We reconstruct the evolution of ocean acidification in the California Current System (CalCS) from 1979 through 2012 using hindcast simulations with an eddy-resolving ocean biogeochemical model forced with observation-based variations of wind and fluxes of heat and freshwater. We find that domain-wide pH and \({{\rm{\Omega }}}_{\mathrm{arag}}\) in the top 60 m of the water column decreased significantly over these three decades by about −0.02 decade⁻¹ and −0.12 decade⁻¹, respectively. In the nearshore areas of northern California and Oregon, ocean acidification is reconstructed to have progressed much more rapidly, with rates up to 30% higher than the domain-wide trends. Furthermore, ocean acidification penetrated substantially into the thermocline, causing a significant domain-wide shoaling of the aragonite saturation depth of on average −33 m decade⁻¹ and up to −50 m decade⁻¹ in the nearshore area of northern California. This resulted in a coast-wide increase in nearly undersaturated waters and the appearance of waters with \({{\rm{\Omega }}}_{\mathrm{arag}}\lt 1\), leading to a substantial reduction of habitat suitability.
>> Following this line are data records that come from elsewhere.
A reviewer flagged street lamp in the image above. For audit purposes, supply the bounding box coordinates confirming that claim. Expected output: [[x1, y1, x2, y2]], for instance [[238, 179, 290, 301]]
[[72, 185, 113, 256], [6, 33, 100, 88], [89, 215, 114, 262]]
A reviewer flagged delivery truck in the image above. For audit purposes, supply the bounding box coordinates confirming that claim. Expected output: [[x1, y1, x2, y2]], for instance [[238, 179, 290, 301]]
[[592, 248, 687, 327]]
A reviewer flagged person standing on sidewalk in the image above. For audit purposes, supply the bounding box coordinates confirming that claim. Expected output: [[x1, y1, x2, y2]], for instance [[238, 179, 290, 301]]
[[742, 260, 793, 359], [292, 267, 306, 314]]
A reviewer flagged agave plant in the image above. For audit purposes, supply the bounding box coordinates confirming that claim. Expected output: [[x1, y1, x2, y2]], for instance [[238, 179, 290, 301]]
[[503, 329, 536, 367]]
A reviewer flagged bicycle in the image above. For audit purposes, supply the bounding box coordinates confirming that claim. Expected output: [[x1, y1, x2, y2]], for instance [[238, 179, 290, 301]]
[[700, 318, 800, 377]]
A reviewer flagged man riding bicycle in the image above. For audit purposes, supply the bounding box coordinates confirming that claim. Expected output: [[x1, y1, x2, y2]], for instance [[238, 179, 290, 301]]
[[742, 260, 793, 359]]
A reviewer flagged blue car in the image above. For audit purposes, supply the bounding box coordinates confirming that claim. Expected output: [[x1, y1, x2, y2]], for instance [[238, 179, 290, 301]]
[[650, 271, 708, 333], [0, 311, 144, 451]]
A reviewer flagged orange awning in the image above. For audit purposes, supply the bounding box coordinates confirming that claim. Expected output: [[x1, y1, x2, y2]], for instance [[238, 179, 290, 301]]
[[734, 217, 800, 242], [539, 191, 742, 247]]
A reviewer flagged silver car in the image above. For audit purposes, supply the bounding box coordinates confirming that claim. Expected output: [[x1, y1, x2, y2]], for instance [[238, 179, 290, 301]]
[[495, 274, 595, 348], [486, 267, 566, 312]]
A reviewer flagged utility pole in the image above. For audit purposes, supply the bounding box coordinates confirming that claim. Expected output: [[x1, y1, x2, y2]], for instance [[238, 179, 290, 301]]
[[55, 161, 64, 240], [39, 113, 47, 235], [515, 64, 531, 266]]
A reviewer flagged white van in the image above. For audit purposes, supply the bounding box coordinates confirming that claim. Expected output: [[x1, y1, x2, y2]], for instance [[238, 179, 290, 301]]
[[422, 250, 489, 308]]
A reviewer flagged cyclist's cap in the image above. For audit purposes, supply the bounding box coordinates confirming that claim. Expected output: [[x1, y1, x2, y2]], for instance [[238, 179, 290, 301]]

Averaged over the whole domain, the main driver of these trends is the oceanic uptake of anthropogenic CO₂ from the atmosphere. However, recent changes in the climatic forcing have substantially modulated these trends regionally. This is particularly evident in the nearshore regions, where the total trends in pH are up to 50% larger and trends in \({{\rm{\Omega }}}_{\mathrm{arag}}\) and in the aragonite saturation depth are even twice to three times larger than the purely atmospheric CO₂-driven trends. This modulation in the nearshore regions is a result of the recent marked increase in alongshore wind stress, which brought elevated levels of dissolved inorganic carbon to the surface via upwelling. Our results demonstrate that changes in the climatic forcing need to be taken into consideration in future projections of the progression of ocean acidification in coastal upwelling regions.